The Victoria County History – Yorkshire, A History of the County of York North Riding: Volume 2 Parishes: Marske, 1923: Nathaniel Hawthorne lived at Redcar from July to October 1859 after his return to England from Italy, and here re-wrote and elaborated The Marble Faun.

 

1866

 

Plans for a pier were drawn up in 1866, but lay dormant until prompted by the announcement of plans to build a pier at Coatham in 1871.Coatham Pier was wrecked before it was completed when two sailing ships were driven through it in a storm. It had to be shortened because of the cost of repairs and was re-opened with an entrance with two kiosks and a roller-skating rink on the Redcar side, and a bandstand halfway along its length.

 

1875

 

Redcar Racecourse was created in 1875. Redcar Pier, another pier as well as Coatham Pier, was built in the late 1870s. In October 1880 the brig Luna caused £1,000 worth of damage to this pier. In New Year's Eve 1885 SS Cochrane demolished the landing stage and in 1897 the schooner Amarant went through the pier. A year later, its head and bandstand burned down.

 

1898

 

In October 1898 the Coatham Pier was almost wrecked when the barque Birger struck it and the pier was thereafter allowed to disintegrate.

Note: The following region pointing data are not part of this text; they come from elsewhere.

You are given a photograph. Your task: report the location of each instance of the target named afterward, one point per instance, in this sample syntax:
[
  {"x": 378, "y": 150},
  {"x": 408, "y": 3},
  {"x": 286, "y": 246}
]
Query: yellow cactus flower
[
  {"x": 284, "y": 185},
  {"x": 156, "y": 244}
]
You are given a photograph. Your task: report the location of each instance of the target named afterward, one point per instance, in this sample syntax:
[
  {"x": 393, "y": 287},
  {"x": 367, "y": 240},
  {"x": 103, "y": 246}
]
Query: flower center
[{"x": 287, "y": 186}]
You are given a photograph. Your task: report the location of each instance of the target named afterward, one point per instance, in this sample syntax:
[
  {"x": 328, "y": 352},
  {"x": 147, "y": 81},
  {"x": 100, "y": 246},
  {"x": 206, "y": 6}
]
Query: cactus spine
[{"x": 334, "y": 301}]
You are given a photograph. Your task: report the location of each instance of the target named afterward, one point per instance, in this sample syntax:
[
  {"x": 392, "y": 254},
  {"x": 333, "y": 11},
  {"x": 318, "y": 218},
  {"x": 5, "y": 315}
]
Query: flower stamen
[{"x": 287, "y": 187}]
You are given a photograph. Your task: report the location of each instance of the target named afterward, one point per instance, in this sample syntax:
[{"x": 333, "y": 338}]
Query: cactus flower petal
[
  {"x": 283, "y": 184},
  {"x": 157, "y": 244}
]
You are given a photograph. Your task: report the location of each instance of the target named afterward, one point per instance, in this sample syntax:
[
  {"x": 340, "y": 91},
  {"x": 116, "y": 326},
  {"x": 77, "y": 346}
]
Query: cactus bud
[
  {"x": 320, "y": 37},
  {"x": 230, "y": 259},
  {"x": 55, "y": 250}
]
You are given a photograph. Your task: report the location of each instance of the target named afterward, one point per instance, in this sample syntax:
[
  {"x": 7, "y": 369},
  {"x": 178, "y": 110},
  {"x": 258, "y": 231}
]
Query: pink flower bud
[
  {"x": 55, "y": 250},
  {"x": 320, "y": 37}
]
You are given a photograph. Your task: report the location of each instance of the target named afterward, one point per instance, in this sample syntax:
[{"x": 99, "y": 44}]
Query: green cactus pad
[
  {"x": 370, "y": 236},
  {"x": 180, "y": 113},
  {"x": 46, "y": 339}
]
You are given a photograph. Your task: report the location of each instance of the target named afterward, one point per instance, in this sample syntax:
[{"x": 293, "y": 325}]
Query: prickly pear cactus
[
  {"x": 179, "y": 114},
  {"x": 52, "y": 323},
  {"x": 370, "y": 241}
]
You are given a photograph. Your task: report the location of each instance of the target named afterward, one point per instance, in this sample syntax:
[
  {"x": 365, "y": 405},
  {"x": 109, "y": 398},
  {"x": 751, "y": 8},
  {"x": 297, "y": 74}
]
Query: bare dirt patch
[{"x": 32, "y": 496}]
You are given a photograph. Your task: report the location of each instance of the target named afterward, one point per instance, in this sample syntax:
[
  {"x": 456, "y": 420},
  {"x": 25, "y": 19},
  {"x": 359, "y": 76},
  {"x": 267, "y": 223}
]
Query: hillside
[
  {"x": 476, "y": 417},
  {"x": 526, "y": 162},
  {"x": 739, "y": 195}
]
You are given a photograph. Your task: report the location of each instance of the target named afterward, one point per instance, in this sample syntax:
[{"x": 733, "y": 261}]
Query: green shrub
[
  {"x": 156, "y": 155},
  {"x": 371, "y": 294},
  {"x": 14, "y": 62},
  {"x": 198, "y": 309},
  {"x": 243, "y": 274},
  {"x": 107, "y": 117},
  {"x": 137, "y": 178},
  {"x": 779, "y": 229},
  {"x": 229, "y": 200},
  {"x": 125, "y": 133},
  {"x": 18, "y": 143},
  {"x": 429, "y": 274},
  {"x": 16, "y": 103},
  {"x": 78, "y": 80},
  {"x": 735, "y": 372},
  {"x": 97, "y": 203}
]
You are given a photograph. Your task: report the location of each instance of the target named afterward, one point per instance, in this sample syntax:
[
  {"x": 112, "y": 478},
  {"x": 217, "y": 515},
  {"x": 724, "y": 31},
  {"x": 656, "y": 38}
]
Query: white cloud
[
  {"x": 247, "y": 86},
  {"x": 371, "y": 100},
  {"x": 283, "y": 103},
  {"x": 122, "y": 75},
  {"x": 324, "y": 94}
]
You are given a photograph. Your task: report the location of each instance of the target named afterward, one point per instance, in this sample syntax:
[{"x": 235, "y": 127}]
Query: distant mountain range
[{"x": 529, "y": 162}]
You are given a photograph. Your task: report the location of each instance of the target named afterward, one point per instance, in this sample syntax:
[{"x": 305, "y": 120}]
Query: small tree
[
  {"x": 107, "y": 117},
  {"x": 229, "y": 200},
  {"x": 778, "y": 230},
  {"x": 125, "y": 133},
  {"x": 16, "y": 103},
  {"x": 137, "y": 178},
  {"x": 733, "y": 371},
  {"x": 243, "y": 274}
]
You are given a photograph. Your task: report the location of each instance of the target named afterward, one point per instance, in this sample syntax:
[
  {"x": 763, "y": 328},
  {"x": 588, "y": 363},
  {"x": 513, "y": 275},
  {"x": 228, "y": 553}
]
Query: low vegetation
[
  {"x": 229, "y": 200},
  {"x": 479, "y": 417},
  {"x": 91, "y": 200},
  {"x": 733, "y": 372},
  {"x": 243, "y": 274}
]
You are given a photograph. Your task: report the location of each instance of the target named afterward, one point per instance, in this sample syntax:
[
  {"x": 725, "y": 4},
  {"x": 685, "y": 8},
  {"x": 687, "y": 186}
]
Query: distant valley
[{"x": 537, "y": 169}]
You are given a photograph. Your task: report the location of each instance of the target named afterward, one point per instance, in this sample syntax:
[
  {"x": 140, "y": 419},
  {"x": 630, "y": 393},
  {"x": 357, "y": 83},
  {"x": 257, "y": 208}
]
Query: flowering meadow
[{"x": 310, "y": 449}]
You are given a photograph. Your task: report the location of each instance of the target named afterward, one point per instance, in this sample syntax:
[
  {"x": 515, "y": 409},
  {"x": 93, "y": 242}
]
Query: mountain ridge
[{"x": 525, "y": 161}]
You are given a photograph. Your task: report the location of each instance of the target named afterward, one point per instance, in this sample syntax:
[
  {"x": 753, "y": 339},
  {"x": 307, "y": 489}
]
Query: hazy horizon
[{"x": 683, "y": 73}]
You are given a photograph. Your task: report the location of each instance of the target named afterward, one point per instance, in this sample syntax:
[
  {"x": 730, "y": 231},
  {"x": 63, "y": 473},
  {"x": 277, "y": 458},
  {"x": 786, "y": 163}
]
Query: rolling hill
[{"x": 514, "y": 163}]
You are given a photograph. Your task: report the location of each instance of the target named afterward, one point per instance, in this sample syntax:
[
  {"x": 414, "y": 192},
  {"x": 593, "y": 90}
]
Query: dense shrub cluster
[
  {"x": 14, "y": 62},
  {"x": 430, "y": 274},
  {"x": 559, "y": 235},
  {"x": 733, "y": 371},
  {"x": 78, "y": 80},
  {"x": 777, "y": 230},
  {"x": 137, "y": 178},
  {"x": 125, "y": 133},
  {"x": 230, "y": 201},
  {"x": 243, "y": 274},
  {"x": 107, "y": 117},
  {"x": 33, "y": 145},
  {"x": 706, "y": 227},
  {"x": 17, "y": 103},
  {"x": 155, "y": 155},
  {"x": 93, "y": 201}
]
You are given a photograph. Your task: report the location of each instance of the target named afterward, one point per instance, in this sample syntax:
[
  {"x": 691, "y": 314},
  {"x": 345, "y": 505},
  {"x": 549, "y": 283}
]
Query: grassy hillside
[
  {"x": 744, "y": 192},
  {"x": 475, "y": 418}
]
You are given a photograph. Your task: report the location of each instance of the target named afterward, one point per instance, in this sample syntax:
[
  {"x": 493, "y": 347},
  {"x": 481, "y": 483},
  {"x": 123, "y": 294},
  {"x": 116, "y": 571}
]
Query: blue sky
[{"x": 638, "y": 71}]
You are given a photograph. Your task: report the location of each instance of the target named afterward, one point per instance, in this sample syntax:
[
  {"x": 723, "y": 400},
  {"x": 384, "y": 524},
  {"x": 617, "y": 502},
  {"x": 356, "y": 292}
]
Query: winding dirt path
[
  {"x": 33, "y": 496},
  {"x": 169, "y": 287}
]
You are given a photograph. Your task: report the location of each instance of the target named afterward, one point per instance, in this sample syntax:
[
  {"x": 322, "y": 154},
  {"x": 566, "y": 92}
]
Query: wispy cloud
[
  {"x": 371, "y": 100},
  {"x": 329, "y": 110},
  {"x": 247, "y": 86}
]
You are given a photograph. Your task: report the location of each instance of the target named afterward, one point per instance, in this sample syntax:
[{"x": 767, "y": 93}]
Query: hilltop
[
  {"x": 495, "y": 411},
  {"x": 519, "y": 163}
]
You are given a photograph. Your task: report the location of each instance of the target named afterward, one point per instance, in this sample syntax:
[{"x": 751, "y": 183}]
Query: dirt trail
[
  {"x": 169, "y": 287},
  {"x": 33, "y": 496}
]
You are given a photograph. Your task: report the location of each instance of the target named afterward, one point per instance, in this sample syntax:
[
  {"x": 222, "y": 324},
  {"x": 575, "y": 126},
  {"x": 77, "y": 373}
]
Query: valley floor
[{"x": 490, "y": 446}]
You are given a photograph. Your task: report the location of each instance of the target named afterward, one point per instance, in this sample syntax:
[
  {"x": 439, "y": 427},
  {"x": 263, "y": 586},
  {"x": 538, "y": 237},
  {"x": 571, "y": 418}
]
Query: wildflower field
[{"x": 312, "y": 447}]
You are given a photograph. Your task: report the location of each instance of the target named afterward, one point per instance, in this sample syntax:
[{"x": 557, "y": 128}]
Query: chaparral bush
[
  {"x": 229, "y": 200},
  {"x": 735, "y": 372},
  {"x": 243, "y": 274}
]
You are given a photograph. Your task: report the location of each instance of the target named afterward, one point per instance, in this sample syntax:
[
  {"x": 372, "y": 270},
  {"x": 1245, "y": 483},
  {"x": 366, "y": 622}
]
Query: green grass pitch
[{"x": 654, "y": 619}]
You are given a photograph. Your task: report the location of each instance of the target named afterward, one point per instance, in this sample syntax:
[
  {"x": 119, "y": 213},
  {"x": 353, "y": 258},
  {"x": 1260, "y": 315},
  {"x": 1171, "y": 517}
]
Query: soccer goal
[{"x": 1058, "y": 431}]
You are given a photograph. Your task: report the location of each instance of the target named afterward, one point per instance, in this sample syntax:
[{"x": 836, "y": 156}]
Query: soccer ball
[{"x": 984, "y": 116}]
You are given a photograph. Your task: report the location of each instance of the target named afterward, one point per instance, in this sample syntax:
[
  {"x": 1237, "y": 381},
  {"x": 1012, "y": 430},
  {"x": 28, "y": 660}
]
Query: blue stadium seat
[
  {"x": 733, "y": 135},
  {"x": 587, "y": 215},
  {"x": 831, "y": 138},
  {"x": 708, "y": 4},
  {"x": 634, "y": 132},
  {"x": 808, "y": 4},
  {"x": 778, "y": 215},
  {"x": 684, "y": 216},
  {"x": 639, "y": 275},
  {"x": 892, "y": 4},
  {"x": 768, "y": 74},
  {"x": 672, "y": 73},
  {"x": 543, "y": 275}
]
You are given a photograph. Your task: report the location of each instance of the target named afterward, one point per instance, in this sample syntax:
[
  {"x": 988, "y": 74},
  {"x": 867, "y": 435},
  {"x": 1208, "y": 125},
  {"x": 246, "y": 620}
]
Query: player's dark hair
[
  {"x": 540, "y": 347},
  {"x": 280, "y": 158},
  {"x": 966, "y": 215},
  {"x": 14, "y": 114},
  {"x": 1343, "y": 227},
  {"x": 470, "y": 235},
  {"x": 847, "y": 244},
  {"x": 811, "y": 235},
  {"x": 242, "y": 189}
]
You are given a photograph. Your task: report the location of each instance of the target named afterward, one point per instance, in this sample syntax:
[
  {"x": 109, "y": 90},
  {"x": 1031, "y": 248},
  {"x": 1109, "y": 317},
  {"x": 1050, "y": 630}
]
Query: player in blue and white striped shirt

An anchor from the Birger can be seen on the sea front pavement close to the Zetland Lifeboat Museum.

 

1907

 

In 1907 a pavilion ballroom was built on Redcar Pier behind the entrance kiosk

 

1917

 

The town's main employers in the post-war era were the nearby Teesside Steelworks at Warrenby, founded by Dorman Long in 1917, and the ICI Wilton chemical works. The steel produced at Dorman Long was used to build the Sydney Harbour Bridge, Tyne Bridge, Auckland Harbour Bridge and many others. 

 

1923

 

The Victoria County History – Yorkshire, A History of the County of York North Riding: Volume 2 Parishes: Marske, 1923: The main streets of the town, like those of East Coatham, of which they form the eastern half, run east and west: the esplanade along the sea-front is thus the continuation of Newcomen Terrace in Coatham and High Street of Queen Street West, while Coatham Road has the same name in both places. From this last Redcar Lane leads south to the road running from Marske to Kirkleatham. St. Peter's Church, the vicarage and the British schools, which were built in 1857 principally at the expense of the Earl of Zetland, are all situated at the northern end of Redcar Lane, the cemetery made in 1872 being further to the south. The Roman Catholic chapel of the Sacred Heart, erected in 1877, lies a little north-west of the cemetery. Still further to the west and close to the parish boundary is the race-course. The pier, constructed in 1871–3, is at the east end of the town near the Redcar Rocks, which here extend from the sands eastward into the sea. The Presbyterians have a chapel in High Street which formerly belonged to the Wesleyans and dates from 1872, while the Congregationalists in 1855 and the Primitive Methodists in 1860 built chapels in Lord Street.